Je suis contre l'ethique. Ca marche pas. Je ne crois qu'en une seule chose: le désir. Je pense que c'est la seule force qui vaille. Et que tant qu'on ne désire pas quelque chose, ca sert a rien de se forcer: c'est pas sustainable. Je dis ca parce que le WE dernier, j'ai encore cédé a mes tendances extremistes. Je suis allée voir les magasins fair-trade, bio, you name it. A midi, j'ai failli chialer dans mes pois chiches germés probiotique. Merde. Je veux un sandwich au bacon.

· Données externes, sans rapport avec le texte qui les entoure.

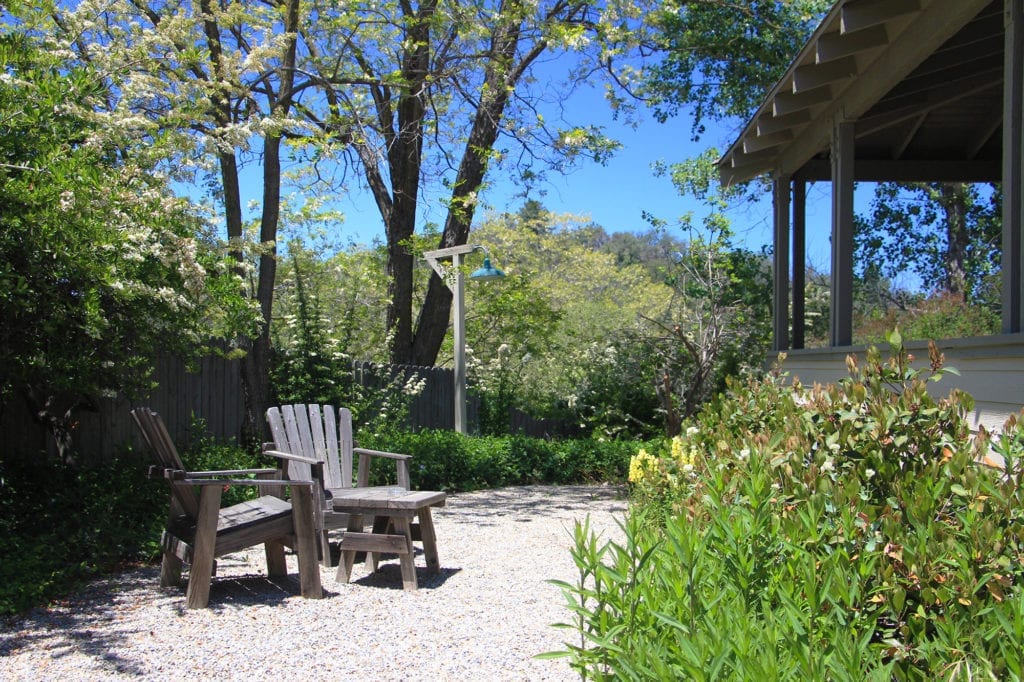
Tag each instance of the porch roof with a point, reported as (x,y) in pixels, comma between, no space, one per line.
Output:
(921,80)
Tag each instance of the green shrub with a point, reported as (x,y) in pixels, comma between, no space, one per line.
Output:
(840,533)
(453,462)
(60,525)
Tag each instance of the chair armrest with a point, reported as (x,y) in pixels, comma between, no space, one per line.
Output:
(400,463)
(194,478)
(378,453)
(231,472)
(289,456)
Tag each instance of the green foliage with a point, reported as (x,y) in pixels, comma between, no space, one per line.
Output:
(938,316)
(721,57)
(208,454)
(850,531)
(948,235)
(453,462)
(100,267)
(62,525)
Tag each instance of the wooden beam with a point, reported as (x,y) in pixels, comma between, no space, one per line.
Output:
(768,124)
(894,112)
(981,29)
(939,20)
(952,57)
(908,137)
(875,170)
(984,133)
(813,76)
(838,45)
(972,75)
(780,264)
(843,152)
(1013,169)
(766,141)
(786,102)
(858,15)
(799,261)
(753,159)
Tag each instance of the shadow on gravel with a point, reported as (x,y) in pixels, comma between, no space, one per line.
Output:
(94,623)
(84,624)
(529,502)
(388,577)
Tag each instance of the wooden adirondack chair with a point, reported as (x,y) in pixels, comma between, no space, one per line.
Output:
(199,530)
(314,433)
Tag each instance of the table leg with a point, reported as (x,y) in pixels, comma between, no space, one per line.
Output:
(429,541)
(347,558)
(407,559)
(380,526)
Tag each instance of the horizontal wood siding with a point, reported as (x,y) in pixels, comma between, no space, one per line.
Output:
(991,371)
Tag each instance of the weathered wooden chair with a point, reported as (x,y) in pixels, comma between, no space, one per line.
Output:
(199,530)
(325,435)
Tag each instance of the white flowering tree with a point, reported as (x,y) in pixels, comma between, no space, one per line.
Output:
(204,89)
(100,266)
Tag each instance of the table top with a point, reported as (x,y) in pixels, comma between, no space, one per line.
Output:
(385,497)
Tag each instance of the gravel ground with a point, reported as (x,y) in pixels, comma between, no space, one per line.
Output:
(483,617)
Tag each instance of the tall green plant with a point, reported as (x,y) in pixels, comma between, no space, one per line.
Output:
(851,531)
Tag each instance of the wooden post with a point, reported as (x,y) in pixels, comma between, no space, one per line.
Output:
(201,570)
(843,147)
(1013,168)
(799,260)
(305,542)
(780,263)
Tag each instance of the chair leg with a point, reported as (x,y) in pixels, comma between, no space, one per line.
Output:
(325,549)
(373,558)
(170,566)
(348,556)
(275,564)
(201,571)
(305,543)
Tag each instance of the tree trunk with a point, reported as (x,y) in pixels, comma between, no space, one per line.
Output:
(500,80)
(406,162)
(953,199)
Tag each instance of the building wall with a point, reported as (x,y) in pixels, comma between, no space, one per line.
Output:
(991,371)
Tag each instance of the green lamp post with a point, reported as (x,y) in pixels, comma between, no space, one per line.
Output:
(458,288)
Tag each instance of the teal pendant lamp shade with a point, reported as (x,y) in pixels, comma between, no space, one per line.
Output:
(487,271)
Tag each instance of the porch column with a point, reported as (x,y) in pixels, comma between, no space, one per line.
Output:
(841,304)
(1013,168)
(780,263)
(799,260)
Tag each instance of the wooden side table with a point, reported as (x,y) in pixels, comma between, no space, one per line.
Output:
(393,510)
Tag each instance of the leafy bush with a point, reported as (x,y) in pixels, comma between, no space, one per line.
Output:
(449,461)
(841,533)
(60,525)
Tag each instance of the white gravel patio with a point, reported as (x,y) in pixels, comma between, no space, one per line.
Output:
(483,617)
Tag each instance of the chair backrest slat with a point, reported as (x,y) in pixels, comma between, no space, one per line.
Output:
(317,432)
(336,475)
(286,438)
(345,442)
(184,499)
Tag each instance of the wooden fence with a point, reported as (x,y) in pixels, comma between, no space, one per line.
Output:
(213,394)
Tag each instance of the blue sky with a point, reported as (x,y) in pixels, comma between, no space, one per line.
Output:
(615,195)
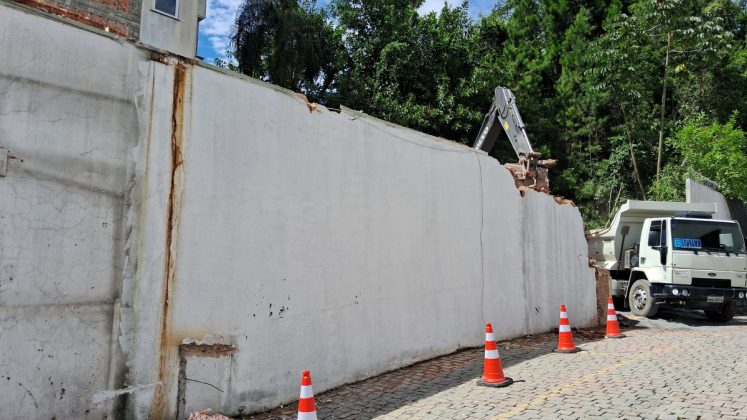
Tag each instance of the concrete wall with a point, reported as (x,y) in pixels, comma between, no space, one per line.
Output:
(120,17)
(695,192)
(172,222)
(67,118)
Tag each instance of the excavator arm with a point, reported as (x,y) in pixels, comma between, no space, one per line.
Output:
(506,113)
(530,171)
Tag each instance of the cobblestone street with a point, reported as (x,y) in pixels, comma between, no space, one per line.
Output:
(676,366)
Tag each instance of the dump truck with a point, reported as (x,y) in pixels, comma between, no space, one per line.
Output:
(673,254)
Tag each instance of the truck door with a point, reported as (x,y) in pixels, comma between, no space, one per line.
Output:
(654,250)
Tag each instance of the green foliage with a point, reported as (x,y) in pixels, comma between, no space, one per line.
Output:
(600,83)
(718,152)
(288,43)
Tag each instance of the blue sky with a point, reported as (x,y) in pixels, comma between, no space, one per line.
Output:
(215,30)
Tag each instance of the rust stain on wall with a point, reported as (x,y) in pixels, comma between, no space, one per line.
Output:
(173,207)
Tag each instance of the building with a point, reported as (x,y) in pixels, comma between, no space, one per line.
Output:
(170,25)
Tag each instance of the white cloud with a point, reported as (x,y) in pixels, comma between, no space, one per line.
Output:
(218,24)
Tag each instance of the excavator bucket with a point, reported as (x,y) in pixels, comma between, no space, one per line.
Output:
(530,172)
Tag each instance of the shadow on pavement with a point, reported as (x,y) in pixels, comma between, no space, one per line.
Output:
(390,391)
(669,318)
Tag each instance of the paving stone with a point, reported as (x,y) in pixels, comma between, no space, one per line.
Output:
(696,371)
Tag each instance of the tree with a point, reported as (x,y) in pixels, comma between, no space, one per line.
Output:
(715,151)
(287,43)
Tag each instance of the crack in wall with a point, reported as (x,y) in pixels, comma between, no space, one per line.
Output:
(173,207)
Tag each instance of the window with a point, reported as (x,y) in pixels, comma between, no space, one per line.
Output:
(168,7)
(707,235)
(654,234)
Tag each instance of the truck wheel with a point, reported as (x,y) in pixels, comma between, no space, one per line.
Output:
(725,314)
(619,302)
(640,300)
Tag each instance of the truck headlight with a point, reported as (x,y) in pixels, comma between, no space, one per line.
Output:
(683,276)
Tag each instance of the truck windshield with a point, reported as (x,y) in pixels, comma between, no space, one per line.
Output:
(708,236)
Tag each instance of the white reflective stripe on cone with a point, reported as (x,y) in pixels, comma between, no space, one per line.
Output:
(307,416)
(306,392)
(492,354)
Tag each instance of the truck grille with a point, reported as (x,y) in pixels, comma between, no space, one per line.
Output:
(721,283)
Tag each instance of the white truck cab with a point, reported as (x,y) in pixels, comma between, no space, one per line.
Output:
(673,254)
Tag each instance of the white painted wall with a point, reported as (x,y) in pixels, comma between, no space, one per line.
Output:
(308,239)
(66,111)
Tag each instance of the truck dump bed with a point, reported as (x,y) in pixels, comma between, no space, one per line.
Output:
(606,245)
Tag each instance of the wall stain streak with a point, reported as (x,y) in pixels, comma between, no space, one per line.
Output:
(173,206)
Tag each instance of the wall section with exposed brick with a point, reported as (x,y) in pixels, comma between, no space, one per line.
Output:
(120,17)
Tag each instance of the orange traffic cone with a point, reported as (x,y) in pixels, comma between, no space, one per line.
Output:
(306,404)
(565,337)
(493,369)
(613,327)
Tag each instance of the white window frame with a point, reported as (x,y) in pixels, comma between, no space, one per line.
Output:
(161,12)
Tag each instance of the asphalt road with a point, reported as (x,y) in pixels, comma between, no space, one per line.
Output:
(678,365)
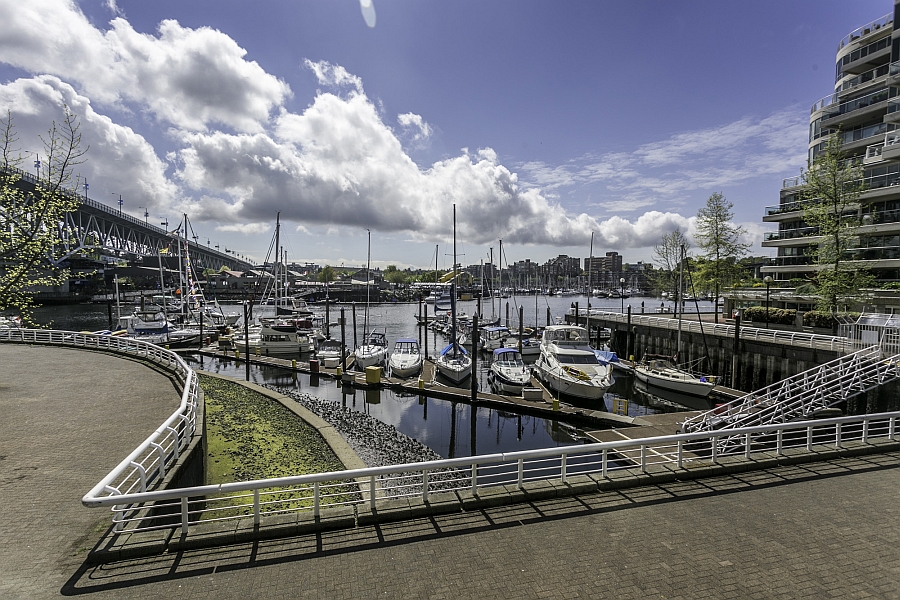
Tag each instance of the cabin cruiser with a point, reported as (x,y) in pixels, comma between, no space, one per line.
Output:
(493,337)
(373,352)
(568,364)
(406,359)
(508,372)
(454,363)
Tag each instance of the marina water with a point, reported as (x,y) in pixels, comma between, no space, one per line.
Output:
(445,427)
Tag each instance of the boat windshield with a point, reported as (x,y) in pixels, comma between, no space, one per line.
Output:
(406,348)
(577,359)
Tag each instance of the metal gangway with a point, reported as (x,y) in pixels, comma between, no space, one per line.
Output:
(800,397)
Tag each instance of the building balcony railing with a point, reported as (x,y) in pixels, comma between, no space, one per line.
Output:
(790,234)
(866,29)
(871,75)
(857,104)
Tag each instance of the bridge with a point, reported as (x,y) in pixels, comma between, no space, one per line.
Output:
(97,227)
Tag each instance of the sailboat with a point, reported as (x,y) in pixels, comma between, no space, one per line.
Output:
(454,363)
(373,351)
(661,371)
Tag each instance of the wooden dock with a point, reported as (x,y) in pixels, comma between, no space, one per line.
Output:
(546,406)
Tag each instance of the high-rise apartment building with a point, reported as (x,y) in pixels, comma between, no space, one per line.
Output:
(865,111)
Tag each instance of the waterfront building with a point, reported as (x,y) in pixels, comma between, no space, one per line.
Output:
(864,109)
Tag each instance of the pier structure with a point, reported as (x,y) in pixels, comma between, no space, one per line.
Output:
(581,529)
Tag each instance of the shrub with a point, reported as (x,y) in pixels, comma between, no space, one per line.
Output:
(780,316)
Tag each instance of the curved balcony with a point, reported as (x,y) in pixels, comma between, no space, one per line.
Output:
(867,29)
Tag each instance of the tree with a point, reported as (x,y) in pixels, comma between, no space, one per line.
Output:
(30,219)
(667,256)
(832,187)
(720,242)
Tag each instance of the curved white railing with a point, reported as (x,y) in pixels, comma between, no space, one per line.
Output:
(182,508)
(775,336)
(149,462)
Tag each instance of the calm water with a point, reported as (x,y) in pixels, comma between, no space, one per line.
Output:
(445,427)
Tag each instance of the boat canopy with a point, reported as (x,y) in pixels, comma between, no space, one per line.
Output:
(449,349)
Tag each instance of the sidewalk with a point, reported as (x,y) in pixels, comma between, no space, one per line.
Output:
(814,530)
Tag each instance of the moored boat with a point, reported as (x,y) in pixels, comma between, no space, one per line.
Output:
(508,372)
(568,365)
(663,373)
(406,359)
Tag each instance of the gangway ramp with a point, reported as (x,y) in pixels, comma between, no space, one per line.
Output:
(799,397)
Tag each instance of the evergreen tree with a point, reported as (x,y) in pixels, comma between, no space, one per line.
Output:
(720,242)
(31,219)
(832,187)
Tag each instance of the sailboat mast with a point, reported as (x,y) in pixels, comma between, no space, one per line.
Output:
(368,262)
(453,290)
(587,321)
(276,270)
(679,305)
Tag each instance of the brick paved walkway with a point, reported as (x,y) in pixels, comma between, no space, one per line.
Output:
(818,530)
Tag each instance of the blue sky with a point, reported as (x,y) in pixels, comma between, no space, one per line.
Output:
(543,121)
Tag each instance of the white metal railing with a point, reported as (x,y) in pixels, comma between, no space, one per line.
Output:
(149,462)
(800,396)
(183,508)
(774,336)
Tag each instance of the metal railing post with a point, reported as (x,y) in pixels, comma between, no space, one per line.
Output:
(184,515)
(316,499)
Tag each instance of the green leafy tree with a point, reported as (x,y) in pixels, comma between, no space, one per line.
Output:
(832,187)
(719,241)
(30,219)
(666,256)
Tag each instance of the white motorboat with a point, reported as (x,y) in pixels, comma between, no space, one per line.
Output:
(568,365)
(663,373)
(508,372)
(406,359)
(329,353)
(372,353)
(493,337)
(454,363)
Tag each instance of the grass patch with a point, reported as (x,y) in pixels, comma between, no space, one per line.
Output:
(250,436)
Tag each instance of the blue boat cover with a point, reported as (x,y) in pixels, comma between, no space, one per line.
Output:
(449,349)
(605,357)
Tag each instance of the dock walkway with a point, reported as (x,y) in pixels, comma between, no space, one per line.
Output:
(826,529)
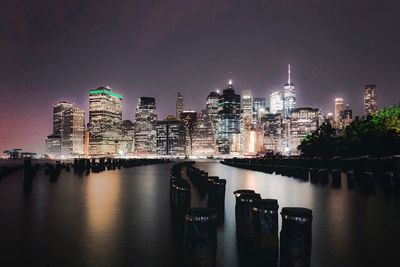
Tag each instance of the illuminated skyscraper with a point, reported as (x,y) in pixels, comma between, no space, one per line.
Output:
(146,126)
(339,107)
(171,138)
(276,102)
(289,96)
(105,121)
(370,99)
(189,118)
(68,130)
(247,108)
(259,107)
(229,120)
(303,121)
(203,139)
(179,105)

Rien a foutre de comment ils elevent les porcs, rien a battre. je veux des jeans qui me vont, rien a taper que l'agriculture du coton soit super pas soutenable, ou que ce soit des gamins qui l'aient cousu. Je m'en fous. Je vais pas faire semblant, je vais pas porter des ponchos peruviens non plus. Merde. Je suis pas ethique. Je m'en fous. Et j'en ai marre de faire semblant d'etre concernée, alors que je suis trop contente de prendre easyjet plus souvent qu'a mon tour. Et le climat je m'en fous. Et la couche d'ozone aussi. Et que des gamins au chili ne puissent plus sortir au soleil je m'en bats. Voila. Je me demande comment les autres font pour continuer d'avancer, de consommer, en sachant tout ca. En gros ils sont pas mieux que moi, ils sont pareils en train de tergiverser pour apres prendre un avion tout les week end. En se disant qu'ils ne devraient pas. C'est productif.
Bref, je m'en fous. Je l'ai toujours su d'ailleurs, depuis que j'ai lu La Chute en seconde. J'aurais voulu que quelqu'un lise ce livre aussi et comprenne a l'epoque. Alors, ou depuis, j'ai jamais trouvé.